After some initial years working in London, under the mentorship of the renowned Frank Newby, he moved to Dublin in the late 1980s. Shortly afterwards he set up a specialist conservation engineering practice. This was a period when Ireland’s heritage building stock was under distinct threat from the bulldozer, and he proved a pioneer in the conservation of heritage buildings in danger of collapse in both Dublin and Cork.
Working with organisations such as the Dublin Civic Trust, An Taisce, the Georgian Society, Temple Bar Properties and Cork City Council, he helped to preserve the earliest urban buildings and heritage landscapes in both cities. He has spent the last 30 years conserving Ireland’s built heritage, of every variety, scale and importance, from castles and cathedrals through to vernacular cottages and agricultural outbuildings.
He has been the conservation engineer on the team of many award-winning projects, in collaboration with a range of architectural and engineering companies, including awards from the Irish Architectural Association, Irish Construction Federation, the Royal Institute of British Architects, the Federation of Town Planners and the Irish Planning Institute. While several of these awards were for conservation and regeneration work, he was also awarded in respect of his engineering design work on a new build at the Connemara West Furniture Centre with O’ Donnell + Tuomey Architects.
Indeed, in recognition of his engineering output, the Institute of Engineers in Ireland made Chris a Fellow of its body in 2007, an honorary position which recognises those in leadership positions within the field of engineering in Ireland.
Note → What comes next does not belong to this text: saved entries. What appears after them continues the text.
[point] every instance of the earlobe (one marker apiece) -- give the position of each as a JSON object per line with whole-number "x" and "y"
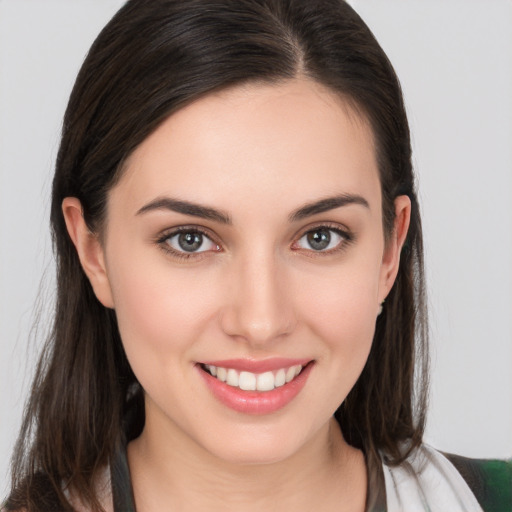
{"x": 391, "y": 259}
{"x": 89, "y": 249}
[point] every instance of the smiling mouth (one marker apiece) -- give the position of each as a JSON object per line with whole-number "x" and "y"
{"x": 248, "y": 381}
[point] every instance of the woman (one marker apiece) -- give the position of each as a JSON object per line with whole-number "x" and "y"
{"x": 233, "y": 202}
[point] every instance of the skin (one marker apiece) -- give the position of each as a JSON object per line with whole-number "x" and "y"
{"x": 258, "y": 290}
Recently he has led the Southgate associates team into areas of heritage policy, heritage led regeneration and master planning. Recent projects involve the co-authorship of a conservation management plan for Dublin Port and heritage based master plans for Ireland's towns and cities. This can be seen as a philosophy which does not preserve individual buildings as a fossilised and dead history for the sake of it, but promotes heritage landscape connected to communities, allowing a sense of belonging to a place with a connection to the past and a vision to the future.